We have illustrated how we can integrate information from our own and multiple public databases (such as PubCHEM,35 ChEMBL19,20) to build models for each target–disease that enable the user to identify potential active compounds for use against them.18 We can also provide a wide array of other information that would enable scientists to build a complete picture of what is available. This effort is cost effective and could speed up the process of identifying small molecules that can potentially be used to treat rare diseases. The ability to mine such information may also be of use for patients and advocates trying to learn about such diseases and perhaps attempting to find drugs to repurpose themselves for a specific disease. Unfortunately, there is still limited bioactivity data for many rare disease targets; therefore, leveraging the current knowledge will be vital to expedite the drug development process for rare diseases as a whole.
Experimental Section
Bibliometric Analysis
The LSDDD pipeline tool allows an end user to explore the literature for a set of diseases, identify all targets affiliated with that disease of interest across species; as represented in the literature, identify compounds tested against that target of interest, and extract evidence of that chemical interaction with the target in vitro as shown in Figure 1. The implementation of this exploratory data retrieval approach rests on the literature data from Chemotext,39,40 a database of MeSH terms from PubMed, and assay data from ChEMBL 25. The target protein name is used to link the Chemotext39,40 literature data to ChEMBL 25 assay data. This exploration pipeline was implemented in Microsoft Excel, making use of Visual Basic for Applications (VBA) programming language. VBA was used to send application programming interface (API) requests to ChEMBL, retrieve the results, format them in excel, and provide end user navigation. The LSDDD pipeline tool built for this project has a more detailed user guide (Supporting Information).

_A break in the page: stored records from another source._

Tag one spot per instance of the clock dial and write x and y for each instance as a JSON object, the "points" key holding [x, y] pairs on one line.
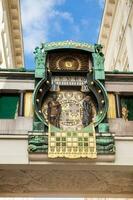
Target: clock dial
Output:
{"points": [[68, 63]]}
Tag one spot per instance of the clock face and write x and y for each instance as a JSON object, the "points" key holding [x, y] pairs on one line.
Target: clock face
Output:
{"points": [[68, 63]]}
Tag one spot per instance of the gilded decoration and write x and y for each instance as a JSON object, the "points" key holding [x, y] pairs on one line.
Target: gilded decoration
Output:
{"points": [[70, 110], [72, 144], [65, 61], [70, 102]]}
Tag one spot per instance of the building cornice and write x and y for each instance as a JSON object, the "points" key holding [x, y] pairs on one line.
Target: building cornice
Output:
{"points": [[15, 27]]}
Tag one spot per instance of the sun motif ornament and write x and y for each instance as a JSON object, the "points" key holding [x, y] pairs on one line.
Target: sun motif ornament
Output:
{"points": [[68, 63]]}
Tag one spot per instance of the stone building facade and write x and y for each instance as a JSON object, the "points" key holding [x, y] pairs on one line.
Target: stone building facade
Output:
{"points": [[11, 42]]}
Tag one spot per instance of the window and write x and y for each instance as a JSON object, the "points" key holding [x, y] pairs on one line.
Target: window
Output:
{"points": [[9, 106], [127, 107]]}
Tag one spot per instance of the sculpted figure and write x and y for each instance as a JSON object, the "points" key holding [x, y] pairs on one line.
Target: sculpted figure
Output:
{"points": [[125, 113], [87, 111], [54, 111]]}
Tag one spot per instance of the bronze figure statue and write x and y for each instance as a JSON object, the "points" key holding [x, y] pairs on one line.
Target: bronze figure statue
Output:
{"points": [[54, 111], [87, 111]]}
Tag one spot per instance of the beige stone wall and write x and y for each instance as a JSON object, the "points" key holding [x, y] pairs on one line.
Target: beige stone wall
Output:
{"points": [[116, 35], [11, 44]]}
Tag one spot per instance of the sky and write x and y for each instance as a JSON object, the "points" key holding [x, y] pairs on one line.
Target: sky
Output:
{"points": [[58, 20]]}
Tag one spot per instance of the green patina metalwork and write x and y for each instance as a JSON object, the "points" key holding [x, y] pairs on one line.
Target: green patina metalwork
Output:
{"points": [[39, 143], [68, 44], [40, 59], [98, 61]]}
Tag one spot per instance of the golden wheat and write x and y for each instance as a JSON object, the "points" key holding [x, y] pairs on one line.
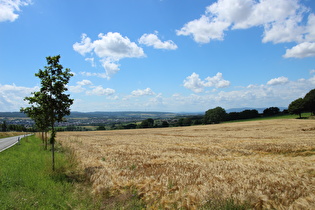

LSDDD Pipeline Step 1: Disease–Target
The LSDs were identified by querying the MeSH tree from the National Library of Medicine. We selected any diseases that fell under the tree categories of LSDs and the corresponding tree nodes C16.320.565.595 and C18.452.648.595. We also identified diseases that are supplemental concepts mapped to selected MeSH concepts (Table S3). For example, sialidase-1 deficiency is a concept that was selected because it mapped to mucolipidoses as shown in the Supporting Information. The resulting set of 56 MeSH disease terms was then used to query the Chemotext39,40 database of MeSH terms extracted from PubMed citations of over 20 million PubMed entries.39 The query identified all article citations in which one of the MeSH LSD disease terms was annotated with a protein MeSH term. The proteins are identified as MeSH terms in the D12 tree branch and will be referred to as targets.
The resulting LSD and protein targets were exported to excel along with the title and publication year of the article. The output was formatted into a pivot table to create an overview of the disease–target literature space and can be found on the overview sheet of the resulting LSDDD tool. The numbers represent the number of PubMed articles in which the disease and target MeSH terms are co-annotated. Routines in VBA were written to allow the user to double-click on an article count to be taken to the detail sheet where the bibliographic information such as PubMed identifier, title, and publication year are viewable.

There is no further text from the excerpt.